Object-oriented programming includes many states and codes in a format that is complex to understand and interpret. ORMs translate this data and create a structured map to help developers understand the underlying database structure. The mapping explains how objects are related to different tables. ORMs use this information to convert data between tables and generate the SQL code for a relational database to insert, update, create and delete data in response to changes the application makes to the data object. Once written, the ORM mapping will manage the application’s data needs and you will not need to write any more low-level code.
ORMs create a model of the object-oriented program with a high-level of abstraction. In other words, it makes a level of logic without the underlying details of the code. Mapping describes the relationship between an object and the data without knowing how the data is structured. The model can then be used to connect the application with the SQL code needed to manage data activities. This “plumbing” type of code does not have to be rewritten, saving the developer a tremendous amount of time.
Examples: Entity Framework, NHibernate, Hibernate, SQLAlchemy
Decision Drivers¶
- availability, data security, data consistency and performance constrains
- constrains from existing application(s)
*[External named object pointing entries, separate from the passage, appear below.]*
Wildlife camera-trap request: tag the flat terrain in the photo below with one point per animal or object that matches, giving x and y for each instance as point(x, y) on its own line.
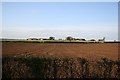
point(90, 51)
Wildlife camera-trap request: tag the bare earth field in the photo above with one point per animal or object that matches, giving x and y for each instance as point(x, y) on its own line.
point(92, 51)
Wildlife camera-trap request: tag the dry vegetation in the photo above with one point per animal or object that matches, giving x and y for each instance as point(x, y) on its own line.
point(60, 60)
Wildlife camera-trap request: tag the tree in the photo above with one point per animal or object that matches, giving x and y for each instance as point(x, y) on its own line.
point(52, 38)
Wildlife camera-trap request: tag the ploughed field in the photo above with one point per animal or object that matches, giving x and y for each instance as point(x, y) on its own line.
point(60, 60)
point(92, 51)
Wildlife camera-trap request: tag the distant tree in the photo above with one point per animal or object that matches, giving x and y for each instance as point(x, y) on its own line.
point(52, 38)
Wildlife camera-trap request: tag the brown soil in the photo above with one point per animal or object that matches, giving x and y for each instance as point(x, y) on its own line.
point(90, 51)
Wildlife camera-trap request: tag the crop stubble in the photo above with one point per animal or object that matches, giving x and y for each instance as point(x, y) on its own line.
point(89, 51)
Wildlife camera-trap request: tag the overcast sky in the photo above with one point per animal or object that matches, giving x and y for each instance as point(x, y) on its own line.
point(60, 19)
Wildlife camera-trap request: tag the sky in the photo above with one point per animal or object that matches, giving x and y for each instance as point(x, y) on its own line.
point(89, 20)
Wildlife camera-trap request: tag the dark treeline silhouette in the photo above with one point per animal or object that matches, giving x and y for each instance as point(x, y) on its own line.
point(48, 67)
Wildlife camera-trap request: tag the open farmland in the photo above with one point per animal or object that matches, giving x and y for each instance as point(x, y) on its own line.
point(60, 60)
point(89, 51)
- backup and recovery policy
- data center or hosting options
- budget for different phases, including licensing and ongoing maintenance and upgrade costs during your project's lifetime
Considered Options¶
- MSSQL - Microsoft SQL Server 2022 - the most Azure-enabled release yet, with continued performance, security, and availability innovation. Microsoft SQL Server Standard Edition delivers fully featured database capabilities for mid-tier applications and data marts.
- PostgreSQL - PostgreSQL is an advanced, enterprise-class, and open-source relational database system. PostgreSQL supports both SQL (relational) and JSON (non-relational) querying.
Decision Outcome¶
Chosen option: "PostgreSQL" because,
- It is free.
Pros and Cons of the Options¶
MSSQL¶
Relational database management system:
- Commercial product from Microsoft and can be licensed on a per-core model or server and client access level (CAL) model.
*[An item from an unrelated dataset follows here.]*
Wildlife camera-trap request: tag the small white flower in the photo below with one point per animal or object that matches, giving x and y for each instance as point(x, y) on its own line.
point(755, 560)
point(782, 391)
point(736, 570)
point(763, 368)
- SQL Server offers clustered and non-clustered indexes. Clustered indexes sort and data rows in the table or view based on key values (columns in the index definition).
- SQL Server is case insensitive by default. The case sensitivity can be changed by adjusting the SQL Server’s collation settings. The collation settings for case sensitivity can be set at the database or column level.
- SQL Server has the geography data type for storing geographic spatial data.
- SQL Server replication duplicates data from a Publisher server to a Subscriber.
- SQL Server offers triggers for different types of database events: (DML, DDL, Logon Triggers)
PostgreSQL¶
Object-relational database management system:
- Open source (completely free)
- PostgreSQL offers a number of options for index types.
- PostgreSQL is case sensitive for evaluating strings.
- PostgreSQL does not have a native data type for geographic data. The open-source PostGIS resource offers support for geographic objects.
- PostgreSQL has Primary-Secondary replication. Replication can be synchronous or asynchronous.
- PostgreSQL has advanced triggers. Supported triggering events are AFTER, BEFORE, and INSTEAD OF, and they can be used for INSERT, UPDATE, and DELETE events.